PROGRAM NOTES by Lucy Bardo
This concert offers a selection of some of our favorite melodies from the 14th through the 16th centuries. They were selected 500 years ago for improvisation and song arrangements, probably for the same reasons we have chosen them. They are memorable melodies, or they contain melodic intervals coinciding with a distinctive rhythm, which make them desirable as compositional materials. Ich far dohin and Ich stund an einem Morgen are haunting tunes, while La la ho ho and L’homme arme are useful, malleable ones. The tune, Mit ganczem Willen, has some of both qualities.
Pierre Attaingnant, a French music printer, published collections of dances and songs between 1528 and 1549. They were sold in sets of four part-books containing popular court dances of the time (pavanes, galliards, basse danses, etc.).

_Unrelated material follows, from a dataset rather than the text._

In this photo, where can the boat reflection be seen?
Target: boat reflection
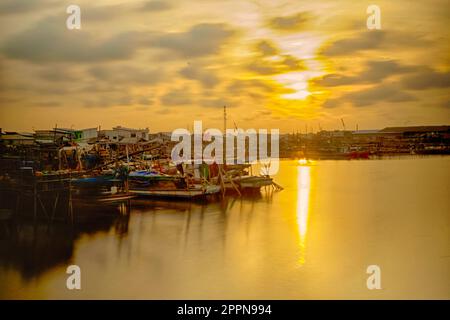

We open the concert with a basse danse, La Brosse (The Brush), which, as we “dance”, demonstrates many of the instruments you will be hearing: pipe-and-tabor, recorders, crumhorns, cornetto, sackbut and vielle.
The music in the second set is from Germanic song collections from the 15th and 16th centuries. The text for Ich far dohin is: “I must depart from here; it is my fate. I must leave my dearest.” For Ich stund an einem Morgen ( “I stood one morning in a secret place, where I heard words of lamentation from a fair and gentle lady…”) we have chosen two of many settings of this lovely tune. In the first, the tune can be heard played by the cornetto, hovering slowly over the more active lower parts. In the second, the tune is used in imitation. La la ho ho must have been an in-joke between Isaac and some musician or patron friends. Conrad Paumann used the folk song, Mit ganczem Willen, as the basis for an improvisation which he included in his tutor for organ, Fundamentum Organisandi from1452. We have re-arranged and re-orchestrated that version.
Allan Dean couldn’t resist making a jazz waltz out of Ich far dohin.
L’homme arme – Oh, the man, the man at arms
doibt on doubter – Fills the folk with dread alarms
On a fait partout crier – Everywhere I hear them wail,
Que chascun se viegne armer – “Find, if you would breast the gale
d’un haubrigon de fer. – A good stout coat of mail.”
These are the words of one of the most famous tunes of the musical world of the Renaissance. Obscure in origin, it became the cantus firmus for over 30 masses as well as settings of secular pieces from around 1450 to the end of the 16th century. CALLIOPE has also found the tune irresistible for an improvisatory set of variations.
After “arming the man”, CALLIOPE will swing.